Aaron Braithwaite

Personal information
- Full name: Aaron David Braithwaite
- Date of birth: 13 October 2003 (age 21)
- Place of birth: Grimsby, England
- Position(s): Midfielder

Team information
- Current team: Cleethorpes Town

Youth career
- 2011–2022: Grimsby Town

Senior career*
- Years: Team / Apps / (Gls)
- 2022–2024: Grimsby Town / 3 / (0)
- 2022–2023: → Whitby Town (loan) / 10 / (1)
- 2023: → Stafford Rangers (loan) / 12 / (0)
- 2024: Gainsborough Trinity / 11 / (0)
- 2024: → Scunthorpe United (dual registration) / 0 / (0)
- 2024–: Cleethorpes Town / 16 / (3)
- 2024–2025: → Scunthorpe United (dual-registration) / 0 / (0)

= Aaron Braithwaite =

English footballer

Aaron David Braithwaite (born 13 October 2003) is an English professional footballer who plays as a midfielder for club Cleethorpes Town.

==Career==
===Grimsby Town===
Braithwaite came through the youth academy at Grimsby Town beginning with the under-9's.
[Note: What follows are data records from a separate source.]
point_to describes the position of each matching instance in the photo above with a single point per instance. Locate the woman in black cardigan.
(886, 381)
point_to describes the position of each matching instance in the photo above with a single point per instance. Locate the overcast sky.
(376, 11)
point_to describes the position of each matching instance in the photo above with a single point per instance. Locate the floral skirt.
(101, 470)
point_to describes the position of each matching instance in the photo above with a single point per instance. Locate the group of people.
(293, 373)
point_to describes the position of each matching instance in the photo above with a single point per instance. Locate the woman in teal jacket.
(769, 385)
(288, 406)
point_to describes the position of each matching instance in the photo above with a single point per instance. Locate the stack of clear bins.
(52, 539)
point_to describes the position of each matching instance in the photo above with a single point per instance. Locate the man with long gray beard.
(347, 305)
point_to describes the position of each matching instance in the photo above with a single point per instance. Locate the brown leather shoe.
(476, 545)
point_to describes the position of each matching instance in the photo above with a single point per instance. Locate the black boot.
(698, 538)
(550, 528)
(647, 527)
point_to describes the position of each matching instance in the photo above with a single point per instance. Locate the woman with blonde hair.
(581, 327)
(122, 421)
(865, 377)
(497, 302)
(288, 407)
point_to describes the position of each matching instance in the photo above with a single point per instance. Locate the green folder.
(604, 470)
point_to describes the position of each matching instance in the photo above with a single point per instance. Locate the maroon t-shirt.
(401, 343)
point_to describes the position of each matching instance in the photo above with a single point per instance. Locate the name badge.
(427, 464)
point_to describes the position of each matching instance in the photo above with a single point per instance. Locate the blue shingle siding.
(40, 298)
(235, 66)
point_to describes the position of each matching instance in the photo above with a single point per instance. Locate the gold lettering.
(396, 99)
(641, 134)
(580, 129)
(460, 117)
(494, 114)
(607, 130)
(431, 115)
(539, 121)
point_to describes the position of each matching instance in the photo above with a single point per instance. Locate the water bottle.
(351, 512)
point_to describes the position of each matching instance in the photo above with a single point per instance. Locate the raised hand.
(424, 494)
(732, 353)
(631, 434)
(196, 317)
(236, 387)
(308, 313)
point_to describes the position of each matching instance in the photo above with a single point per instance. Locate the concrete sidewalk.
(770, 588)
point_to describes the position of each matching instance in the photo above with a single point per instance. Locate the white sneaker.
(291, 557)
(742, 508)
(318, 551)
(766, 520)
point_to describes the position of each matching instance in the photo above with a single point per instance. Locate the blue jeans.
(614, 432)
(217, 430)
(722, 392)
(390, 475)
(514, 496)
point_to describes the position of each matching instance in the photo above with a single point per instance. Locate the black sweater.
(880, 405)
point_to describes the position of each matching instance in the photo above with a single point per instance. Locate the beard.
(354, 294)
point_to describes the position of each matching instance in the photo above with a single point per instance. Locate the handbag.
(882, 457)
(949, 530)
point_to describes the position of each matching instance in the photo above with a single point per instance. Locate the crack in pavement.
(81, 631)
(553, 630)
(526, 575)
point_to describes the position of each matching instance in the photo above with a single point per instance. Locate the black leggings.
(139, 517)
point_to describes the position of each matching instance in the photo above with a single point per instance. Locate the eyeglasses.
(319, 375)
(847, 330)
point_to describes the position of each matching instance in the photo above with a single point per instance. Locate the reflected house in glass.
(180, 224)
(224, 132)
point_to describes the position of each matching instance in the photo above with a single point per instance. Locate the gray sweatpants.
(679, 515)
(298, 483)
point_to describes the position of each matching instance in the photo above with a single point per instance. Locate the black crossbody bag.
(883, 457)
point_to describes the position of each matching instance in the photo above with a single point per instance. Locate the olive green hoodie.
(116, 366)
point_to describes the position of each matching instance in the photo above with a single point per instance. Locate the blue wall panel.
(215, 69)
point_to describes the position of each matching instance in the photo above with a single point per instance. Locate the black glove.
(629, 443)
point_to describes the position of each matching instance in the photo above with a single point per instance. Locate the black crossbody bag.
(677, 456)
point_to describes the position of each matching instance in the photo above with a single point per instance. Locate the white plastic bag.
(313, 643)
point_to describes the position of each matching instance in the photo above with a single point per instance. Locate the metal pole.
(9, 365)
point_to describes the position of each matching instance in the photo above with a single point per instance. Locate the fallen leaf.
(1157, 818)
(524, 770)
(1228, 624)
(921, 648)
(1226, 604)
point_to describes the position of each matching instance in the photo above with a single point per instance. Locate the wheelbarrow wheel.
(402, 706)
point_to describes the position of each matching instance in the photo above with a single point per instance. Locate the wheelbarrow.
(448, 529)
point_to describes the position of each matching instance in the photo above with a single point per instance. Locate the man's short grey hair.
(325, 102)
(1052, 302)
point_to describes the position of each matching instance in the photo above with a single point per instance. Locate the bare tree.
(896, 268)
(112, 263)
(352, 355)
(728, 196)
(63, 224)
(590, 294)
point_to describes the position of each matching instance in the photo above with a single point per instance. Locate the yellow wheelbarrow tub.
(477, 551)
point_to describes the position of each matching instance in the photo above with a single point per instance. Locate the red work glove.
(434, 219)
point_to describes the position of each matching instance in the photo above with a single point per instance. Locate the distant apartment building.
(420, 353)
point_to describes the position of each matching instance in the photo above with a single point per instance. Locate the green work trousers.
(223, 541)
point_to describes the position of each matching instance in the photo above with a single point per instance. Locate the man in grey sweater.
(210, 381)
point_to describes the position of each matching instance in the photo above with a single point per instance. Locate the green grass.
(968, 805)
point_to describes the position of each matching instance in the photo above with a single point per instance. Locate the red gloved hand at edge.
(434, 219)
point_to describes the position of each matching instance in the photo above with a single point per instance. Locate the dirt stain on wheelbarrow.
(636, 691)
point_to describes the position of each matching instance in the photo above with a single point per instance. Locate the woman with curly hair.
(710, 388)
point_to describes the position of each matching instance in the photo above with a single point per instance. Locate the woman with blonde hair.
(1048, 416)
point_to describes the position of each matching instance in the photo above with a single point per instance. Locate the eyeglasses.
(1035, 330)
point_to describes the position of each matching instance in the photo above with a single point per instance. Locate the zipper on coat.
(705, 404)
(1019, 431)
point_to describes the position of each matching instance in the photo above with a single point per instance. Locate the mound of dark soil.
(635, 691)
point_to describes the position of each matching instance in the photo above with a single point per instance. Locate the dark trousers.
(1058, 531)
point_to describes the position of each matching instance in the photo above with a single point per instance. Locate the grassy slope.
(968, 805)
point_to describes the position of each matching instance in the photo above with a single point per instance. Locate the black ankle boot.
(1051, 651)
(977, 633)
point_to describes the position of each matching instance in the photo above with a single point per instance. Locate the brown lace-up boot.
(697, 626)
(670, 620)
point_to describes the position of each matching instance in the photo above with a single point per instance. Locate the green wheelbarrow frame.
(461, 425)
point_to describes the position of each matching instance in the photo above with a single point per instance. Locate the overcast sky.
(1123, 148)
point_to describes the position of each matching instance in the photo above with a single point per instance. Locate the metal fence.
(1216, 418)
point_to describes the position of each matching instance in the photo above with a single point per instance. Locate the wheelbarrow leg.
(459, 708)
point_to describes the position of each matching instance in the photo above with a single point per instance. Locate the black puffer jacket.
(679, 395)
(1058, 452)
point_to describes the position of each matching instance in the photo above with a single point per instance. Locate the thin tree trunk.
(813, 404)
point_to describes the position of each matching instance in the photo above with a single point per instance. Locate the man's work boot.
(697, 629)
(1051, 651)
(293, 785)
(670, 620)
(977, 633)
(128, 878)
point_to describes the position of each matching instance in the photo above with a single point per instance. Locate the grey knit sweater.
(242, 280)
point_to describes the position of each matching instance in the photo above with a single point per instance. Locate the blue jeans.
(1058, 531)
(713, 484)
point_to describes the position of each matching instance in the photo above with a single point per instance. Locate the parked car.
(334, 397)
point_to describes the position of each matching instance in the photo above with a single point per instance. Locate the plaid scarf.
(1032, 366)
He was ever present in the youth team and reserve team until 2022. In April 2022, Braithwaite signed his first professional contract with the club.
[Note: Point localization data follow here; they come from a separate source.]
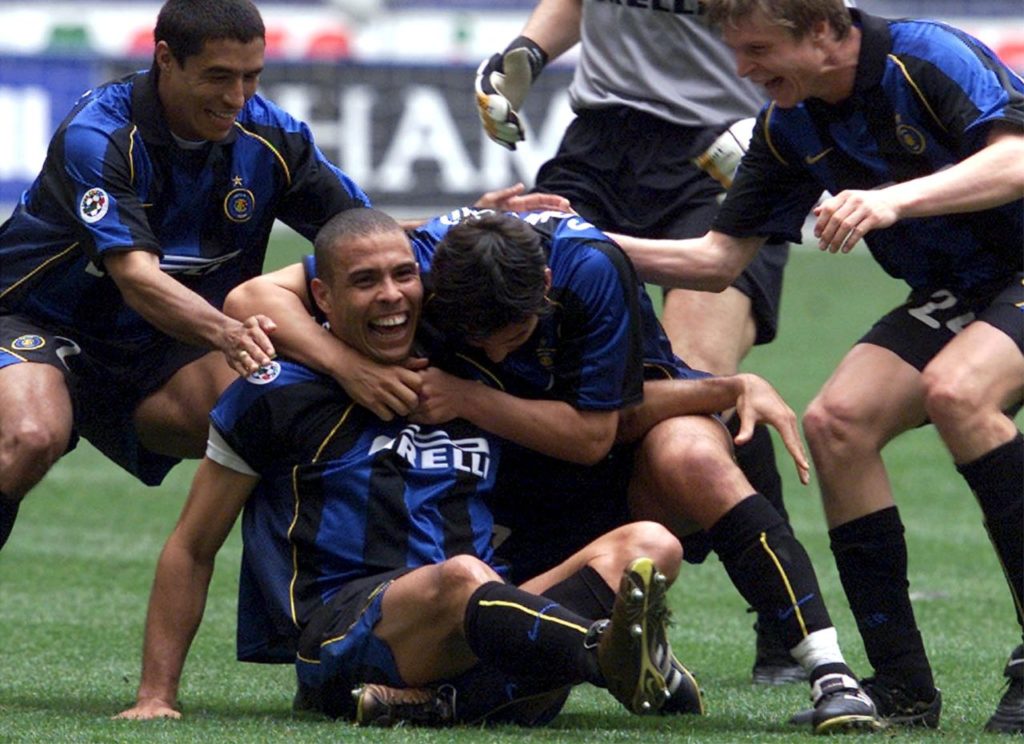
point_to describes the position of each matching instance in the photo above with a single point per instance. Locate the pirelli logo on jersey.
(436, 450)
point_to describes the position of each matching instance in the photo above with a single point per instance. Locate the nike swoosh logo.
(812, 159)
(69, 349)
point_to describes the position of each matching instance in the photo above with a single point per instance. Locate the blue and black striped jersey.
(342, 495)
(116, 179)
(926, 96)
(603, 337)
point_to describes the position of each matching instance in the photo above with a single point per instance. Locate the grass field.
(75, 579)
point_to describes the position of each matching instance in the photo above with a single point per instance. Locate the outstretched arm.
(182, 581)
(710, 263)
(181, 313)
(991, 177)
(754, 398)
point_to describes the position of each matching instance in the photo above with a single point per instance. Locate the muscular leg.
(870, 398)
(686, 479)
(36, 423)
(174, 420)
(967, 388)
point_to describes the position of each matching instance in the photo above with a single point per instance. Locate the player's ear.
(322, 295)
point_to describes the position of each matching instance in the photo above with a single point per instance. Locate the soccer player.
(578, 337)
(660, 123)
(157, 197)
(368, 552)
(915, 127)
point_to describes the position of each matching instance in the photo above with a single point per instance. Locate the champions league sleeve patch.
(93, 205)
(266, 374)
(30, 342)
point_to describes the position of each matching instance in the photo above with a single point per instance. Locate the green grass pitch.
(75, 580)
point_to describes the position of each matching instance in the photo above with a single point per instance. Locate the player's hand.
(439, 397)
(759, 402)
(848, 216)
(502, 84)
(514, 199)
(247, 345)
(721, 160)
(387, 390)
(148, 709)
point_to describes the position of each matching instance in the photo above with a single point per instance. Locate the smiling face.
(373, 296)
(790, 69)
(203, 97)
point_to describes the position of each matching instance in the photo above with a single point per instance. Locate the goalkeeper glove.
(722, 158)
(502, 83)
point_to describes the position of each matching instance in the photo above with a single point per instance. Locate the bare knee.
(648, 539)
(458, 577)
(29, 447)
(834, 427)
(950, 399)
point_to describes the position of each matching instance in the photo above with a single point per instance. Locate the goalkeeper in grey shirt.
(662, 122)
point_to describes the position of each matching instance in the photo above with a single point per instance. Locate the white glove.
(502, 84)
(722, 158)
On 30 August 2022, Braithwaite made his full professional debut against Derby County in the EFL Trophy.

He moved to Whitby Town on a one-month loan on 25 November 2022. Throughout his stay at the club he made 10 appearances and scored 1 goal. His loan was extended numerous times and would eventually be until the end of the 2022–23 season.

Following the end of Whitby's season, Braithwaite returned to Grimsby and made his full league debut on 25 April 2023, coming on as a late substitute in a 2–0 win over Crewe Alexandra.

On 18 August 2023, Braithwaite joined Northern Premier League club Stafford Rangers on loan until January 2024.

Braithwaite was recalled by Grimsby on 24 November 2023. He was released at the end of the 2023–24 season.

===Non-League===
Following his release by Grimsby, Braithwaite began the season with Gainsborough Trinity, however following a trial at Scunthorpe United it was announced he had joined both clubs on dual registration terms. In October 2024, in search of more game time, he joined Cleethorpes Town, continuing to also remain registered with Scunthorpe United. His dual-registration ended in February 2025 to allow him to sign a new longer-term contract with Cleethorpes Town.